The GAZEploit attack consists of two parts, said Zhan, one of the lead researchers. First, the researchers created a way to identify when someone wearing the Vision Pro is typing by analyzing the 3D avatars they share. To do this, they used recordings of 30 avatars as they completed various typing tasks to train a recurrent neural network, a type of deep learning model.
According to the researchers, when you type using Vision Pro, your eyes focus on the key you’re about to press, then quickly move on to the next key. “When we’re typing, there are some regular patterns in our gaze,” says Zhang.
Wang said this pattern occurs more often while typing than when wearing a headset while browsing a website or watching a video. “During tasks such as gaze tracking, you’ll be able to concentrate and blink less frequently,” Wang says. So looking at a QWERTY keyboard and navigating between characters is a much different behavior.
The second part of the study uses geometric calculations to figure out where someone places a keyboard and its size, Zhan explains. “The only requirement is that it can detect every subsequent keystroke as long as it can capture enough gaze information to accurately reconstruct the keyboard.”
By combining these two factors, we were able to predict the keys someone would type. A series of clinical tests revealed no knowledge of the victim’s typing habits, speed, or where the keyboard was placed. However, researchers found that with up to five guesses, messages could be typed with 92.1 percent accuracy, passwords with 77 percent accuracy, PINs with 73 percent accuracy, and emails and URLs with 86.1 percent accuracy. was able to predict the correct letter. , and web pages. (On your first guess, the letters are correct 35 to 59 percent of the time, depending on what information you’re looking for.) Duplicate letters or typos cause further problems .

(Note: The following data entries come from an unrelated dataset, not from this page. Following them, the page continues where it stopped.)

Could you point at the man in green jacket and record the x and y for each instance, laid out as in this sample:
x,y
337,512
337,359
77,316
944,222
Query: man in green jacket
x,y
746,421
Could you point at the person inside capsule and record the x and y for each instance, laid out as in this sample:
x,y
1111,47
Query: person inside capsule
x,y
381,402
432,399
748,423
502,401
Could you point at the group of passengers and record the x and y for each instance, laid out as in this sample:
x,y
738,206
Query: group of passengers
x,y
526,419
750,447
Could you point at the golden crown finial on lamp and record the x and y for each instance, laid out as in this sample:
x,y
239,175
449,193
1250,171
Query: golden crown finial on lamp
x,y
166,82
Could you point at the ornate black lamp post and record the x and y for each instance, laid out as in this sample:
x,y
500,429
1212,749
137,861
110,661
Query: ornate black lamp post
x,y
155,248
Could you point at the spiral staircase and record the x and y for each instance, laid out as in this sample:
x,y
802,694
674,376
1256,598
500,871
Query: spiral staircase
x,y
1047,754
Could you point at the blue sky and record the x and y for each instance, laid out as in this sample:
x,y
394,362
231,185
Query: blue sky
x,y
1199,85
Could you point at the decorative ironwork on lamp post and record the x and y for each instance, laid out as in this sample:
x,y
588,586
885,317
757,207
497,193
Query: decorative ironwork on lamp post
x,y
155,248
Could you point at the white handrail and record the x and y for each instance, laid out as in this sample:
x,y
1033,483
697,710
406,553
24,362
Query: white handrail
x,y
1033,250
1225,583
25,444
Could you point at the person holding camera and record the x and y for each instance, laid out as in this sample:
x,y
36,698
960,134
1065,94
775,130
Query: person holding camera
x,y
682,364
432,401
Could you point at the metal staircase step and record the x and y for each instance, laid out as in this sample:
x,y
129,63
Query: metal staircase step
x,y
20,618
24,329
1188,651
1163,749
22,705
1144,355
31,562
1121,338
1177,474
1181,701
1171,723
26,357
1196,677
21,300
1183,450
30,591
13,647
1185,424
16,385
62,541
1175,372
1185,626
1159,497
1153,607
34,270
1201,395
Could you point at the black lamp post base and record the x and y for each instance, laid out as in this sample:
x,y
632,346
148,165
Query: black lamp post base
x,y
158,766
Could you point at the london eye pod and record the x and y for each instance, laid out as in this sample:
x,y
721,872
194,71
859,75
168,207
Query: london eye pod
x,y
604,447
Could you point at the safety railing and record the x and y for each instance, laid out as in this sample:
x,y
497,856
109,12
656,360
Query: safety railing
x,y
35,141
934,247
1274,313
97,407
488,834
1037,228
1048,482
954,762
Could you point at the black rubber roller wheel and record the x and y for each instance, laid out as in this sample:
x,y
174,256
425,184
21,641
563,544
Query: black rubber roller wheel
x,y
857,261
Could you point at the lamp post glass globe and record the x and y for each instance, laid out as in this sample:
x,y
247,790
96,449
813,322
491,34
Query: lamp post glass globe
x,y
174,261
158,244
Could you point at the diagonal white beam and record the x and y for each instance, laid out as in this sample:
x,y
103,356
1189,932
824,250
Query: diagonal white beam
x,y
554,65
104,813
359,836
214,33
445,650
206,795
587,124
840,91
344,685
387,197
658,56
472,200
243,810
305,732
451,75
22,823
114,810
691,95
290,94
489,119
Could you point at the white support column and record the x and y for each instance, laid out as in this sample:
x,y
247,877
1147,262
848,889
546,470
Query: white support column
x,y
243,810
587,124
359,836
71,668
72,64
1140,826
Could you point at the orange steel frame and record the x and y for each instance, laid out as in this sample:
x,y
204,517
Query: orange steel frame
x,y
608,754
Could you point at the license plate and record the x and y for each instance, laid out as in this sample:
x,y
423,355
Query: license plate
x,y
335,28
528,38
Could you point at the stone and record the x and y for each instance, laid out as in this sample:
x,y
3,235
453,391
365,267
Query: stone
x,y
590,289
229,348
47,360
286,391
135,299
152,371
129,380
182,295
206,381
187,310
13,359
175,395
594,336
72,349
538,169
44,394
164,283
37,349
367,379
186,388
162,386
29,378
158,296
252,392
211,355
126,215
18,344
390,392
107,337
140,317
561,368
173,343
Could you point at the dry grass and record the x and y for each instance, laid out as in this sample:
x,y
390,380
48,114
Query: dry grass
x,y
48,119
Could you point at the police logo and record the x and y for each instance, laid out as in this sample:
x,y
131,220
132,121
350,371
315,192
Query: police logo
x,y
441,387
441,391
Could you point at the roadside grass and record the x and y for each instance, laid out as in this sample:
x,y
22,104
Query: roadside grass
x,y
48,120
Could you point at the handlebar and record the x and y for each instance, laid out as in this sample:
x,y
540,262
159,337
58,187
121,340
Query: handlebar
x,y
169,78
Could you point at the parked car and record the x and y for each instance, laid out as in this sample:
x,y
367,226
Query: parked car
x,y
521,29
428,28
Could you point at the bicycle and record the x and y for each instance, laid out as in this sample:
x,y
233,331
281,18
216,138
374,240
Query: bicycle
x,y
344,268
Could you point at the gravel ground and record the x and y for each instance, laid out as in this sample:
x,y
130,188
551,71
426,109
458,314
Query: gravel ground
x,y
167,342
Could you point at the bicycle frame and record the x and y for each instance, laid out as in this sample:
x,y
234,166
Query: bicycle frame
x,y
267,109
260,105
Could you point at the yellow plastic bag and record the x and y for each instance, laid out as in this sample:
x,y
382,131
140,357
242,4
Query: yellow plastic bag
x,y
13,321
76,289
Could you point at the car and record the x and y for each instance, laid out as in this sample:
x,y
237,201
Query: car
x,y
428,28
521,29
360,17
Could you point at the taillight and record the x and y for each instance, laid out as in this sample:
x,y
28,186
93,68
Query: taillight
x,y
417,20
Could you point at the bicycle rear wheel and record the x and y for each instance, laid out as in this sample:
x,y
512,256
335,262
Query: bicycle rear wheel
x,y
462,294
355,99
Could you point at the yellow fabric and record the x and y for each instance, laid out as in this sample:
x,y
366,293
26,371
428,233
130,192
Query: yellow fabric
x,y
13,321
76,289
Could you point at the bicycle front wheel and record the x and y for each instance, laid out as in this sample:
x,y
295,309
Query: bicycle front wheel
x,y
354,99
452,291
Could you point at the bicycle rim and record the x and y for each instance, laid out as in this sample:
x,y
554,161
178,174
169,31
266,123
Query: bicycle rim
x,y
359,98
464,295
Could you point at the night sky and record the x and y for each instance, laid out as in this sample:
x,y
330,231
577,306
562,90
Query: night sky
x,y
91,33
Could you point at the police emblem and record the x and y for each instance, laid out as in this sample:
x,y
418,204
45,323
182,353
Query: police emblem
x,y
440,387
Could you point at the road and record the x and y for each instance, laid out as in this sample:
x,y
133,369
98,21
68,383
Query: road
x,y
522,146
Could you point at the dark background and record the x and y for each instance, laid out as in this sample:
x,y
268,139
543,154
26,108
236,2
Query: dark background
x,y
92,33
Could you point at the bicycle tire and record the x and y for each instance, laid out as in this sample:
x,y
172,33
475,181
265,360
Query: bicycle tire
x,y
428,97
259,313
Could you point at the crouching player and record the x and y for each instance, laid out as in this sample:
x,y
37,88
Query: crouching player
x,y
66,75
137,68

“Knowing where someone is looking is very powerful,” says Alexandra Paputosaki, an associate professor of computer science at Pomona College who has studied eye tracking for years and reviewed GAZEploit’s research for WIRED.

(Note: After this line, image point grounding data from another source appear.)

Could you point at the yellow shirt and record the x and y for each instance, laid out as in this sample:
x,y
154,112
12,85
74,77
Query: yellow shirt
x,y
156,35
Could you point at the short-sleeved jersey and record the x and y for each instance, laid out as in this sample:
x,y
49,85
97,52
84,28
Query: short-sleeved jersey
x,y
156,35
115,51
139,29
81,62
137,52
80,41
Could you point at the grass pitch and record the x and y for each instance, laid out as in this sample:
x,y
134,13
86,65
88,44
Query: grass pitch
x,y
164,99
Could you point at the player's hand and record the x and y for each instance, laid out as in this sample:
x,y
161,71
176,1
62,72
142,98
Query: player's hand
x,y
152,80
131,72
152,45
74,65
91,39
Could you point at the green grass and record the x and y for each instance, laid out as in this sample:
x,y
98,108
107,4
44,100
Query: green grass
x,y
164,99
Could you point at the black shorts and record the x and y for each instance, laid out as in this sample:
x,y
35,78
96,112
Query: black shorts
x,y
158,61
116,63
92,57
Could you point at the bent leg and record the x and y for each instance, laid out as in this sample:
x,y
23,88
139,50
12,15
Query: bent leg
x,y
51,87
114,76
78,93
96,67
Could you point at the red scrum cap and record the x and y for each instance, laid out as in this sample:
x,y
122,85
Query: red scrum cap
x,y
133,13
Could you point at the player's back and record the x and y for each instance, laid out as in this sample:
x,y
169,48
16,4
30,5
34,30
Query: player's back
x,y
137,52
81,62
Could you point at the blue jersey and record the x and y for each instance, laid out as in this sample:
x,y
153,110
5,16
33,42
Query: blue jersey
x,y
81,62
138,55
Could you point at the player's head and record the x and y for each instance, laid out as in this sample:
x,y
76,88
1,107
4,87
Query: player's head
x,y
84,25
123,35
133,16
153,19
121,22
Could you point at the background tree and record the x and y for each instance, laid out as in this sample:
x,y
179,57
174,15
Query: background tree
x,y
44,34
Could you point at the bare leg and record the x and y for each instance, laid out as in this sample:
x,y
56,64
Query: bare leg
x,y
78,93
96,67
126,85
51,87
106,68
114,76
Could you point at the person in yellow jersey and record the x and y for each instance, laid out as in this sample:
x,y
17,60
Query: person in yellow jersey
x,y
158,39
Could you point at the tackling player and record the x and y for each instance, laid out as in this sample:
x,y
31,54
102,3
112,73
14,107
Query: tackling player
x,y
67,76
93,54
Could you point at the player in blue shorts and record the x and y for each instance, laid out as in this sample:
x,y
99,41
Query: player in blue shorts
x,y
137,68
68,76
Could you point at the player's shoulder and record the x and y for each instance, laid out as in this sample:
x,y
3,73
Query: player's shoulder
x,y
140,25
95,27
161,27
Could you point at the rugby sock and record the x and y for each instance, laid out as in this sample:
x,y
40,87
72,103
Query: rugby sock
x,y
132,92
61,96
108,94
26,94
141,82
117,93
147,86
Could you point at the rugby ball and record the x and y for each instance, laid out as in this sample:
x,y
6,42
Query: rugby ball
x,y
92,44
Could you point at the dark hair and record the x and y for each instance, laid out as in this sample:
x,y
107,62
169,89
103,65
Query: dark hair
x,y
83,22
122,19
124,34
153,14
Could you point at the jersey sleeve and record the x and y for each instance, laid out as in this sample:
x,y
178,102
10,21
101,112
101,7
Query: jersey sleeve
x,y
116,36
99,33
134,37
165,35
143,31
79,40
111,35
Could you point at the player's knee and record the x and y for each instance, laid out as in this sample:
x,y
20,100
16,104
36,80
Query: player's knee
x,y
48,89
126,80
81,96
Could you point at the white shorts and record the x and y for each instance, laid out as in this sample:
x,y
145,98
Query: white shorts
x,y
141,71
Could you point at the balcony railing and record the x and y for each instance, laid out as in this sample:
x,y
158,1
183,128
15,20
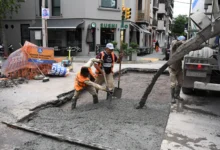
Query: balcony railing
x,y
154,23
156,5
161,9
161,25
142,16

Paputsaki said what makes this work stand out is that it relies solely on the video feed of someone’s persona, compared to a hacker actually manipulating someone’s headset and trying to access eye-tracking data. This, he said, makes it a more “realistic” space for attacks to occur. . “The fact that someone could potentially expose their actions just by streaming a persona is where the vulnerability becomes even more important,” Paputosaki says.

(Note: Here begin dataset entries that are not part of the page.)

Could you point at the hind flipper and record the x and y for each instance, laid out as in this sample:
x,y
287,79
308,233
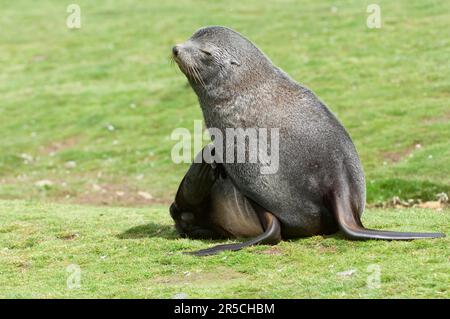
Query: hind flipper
x,y
352,228
271,236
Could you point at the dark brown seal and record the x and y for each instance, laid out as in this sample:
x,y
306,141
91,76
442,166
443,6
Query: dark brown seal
x,y
319,187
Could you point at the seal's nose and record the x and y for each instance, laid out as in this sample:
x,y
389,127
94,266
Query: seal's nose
x,y
175,50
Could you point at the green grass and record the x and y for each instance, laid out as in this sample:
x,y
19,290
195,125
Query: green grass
x,y
134,252
61,88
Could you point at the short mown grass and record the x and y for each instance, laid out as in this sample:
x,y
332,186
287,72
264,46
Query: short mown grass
x,y
86,117
107,98
135,252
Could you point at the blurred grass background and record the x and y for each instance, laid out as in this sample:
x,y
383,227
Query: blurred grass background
x,y
86,117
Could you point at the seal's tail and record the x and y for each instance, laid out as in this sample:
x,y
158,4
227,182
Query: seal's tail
x,y
350,224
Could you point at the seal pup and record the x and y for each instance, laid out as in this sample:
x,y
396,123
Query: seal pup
x,y
208,206
319,187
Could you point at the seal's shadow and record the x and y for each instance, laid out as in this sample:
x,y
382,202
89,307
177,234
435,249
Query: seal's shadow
x,y
149,230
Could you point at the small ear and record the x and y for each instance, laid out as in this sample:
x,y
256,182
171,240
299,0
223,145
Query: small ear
x,y
234,62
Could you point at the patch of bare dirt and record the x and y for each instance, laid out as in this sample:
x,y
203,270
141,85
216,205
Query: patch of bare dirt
x,y
118,195
397,156
443,118
441,202
221,275
272,251
58,146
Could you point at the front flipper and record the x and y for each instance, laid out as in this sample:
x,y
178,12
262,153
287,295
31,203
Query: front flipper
x,y
271,236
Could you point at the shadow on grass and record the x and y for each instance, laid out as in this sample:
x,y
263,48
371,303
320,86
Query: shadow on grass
x,y
149,230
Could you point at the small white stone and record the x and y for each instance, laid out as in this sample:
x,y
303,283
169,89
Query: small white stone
x,y
44,183
180,295
145,195
70,164
347,273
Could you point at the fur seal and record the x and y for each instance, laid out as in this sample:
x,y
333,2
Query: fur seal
x,y
319,187
207,205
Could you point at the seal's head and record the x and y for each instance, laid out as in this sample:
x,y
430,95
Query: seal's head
x,y
218,57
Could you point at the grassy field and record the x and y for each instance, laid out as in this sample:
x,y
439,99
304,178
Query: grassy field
x,y
134,252
106,98
86,117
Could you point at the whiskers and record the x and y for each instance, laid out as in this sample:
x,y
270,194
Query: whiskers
x,y
190,69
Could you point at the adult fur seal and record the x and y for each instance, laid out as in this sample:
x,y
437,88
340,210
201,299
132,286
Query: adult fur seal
x,y
319,187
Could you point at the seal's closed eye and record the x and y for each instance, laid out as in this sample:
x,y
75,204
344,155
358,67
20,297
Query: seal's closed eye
x,y
205,52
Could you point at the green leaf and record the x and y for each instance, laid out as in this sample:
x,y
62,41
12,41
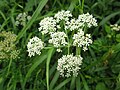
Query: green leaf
x,y
54,80
84,82
38,60
62,84
78,85
118,37
101,86
72,85
108,18
50,53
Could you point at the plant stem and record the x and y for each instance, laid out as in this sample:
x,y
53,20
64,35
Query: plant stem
x,y
78,50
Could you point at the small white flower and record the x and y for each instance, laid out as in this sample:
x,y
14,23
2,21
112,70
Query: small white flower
x,y
35,45
115,27
59,50
69,65
62,15
81,40
87,19
73,24
58,39
22,19
47,25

Although the attack was created in a laboratory setting and has not been used against anyone using the persona in the real world, researchers say there are ways hackers could exploit the data breach. say. They say that, at least in theory, criminals could share files with victims during Zoom calls, which could result in victims logging into things like Google or Microsoft accounts. An attacker could record the persona while the target is logged in and use attack methods to recover the password and access the account.
quick fix
GAZEploit researchers reported their findings to Apple in April and subsequently submitted proof-of-concept code to Apple so they could reproduce the attack. Apple fixed a flaw in its Vision Pro software update in late July that stopped sharing a persona if someone was using a virtual keyboard.
An Apple spokesperson confirmed that the company has fixed the vulnerability and said it was addressed in VisionOS 1.3. The company’s software update notes do not mention this fix, but the company’s security-specific notes provide more details. Researchers say Apple has assigned CVE-2024-40865 to this vulnerability and recommends downloading the latest software update.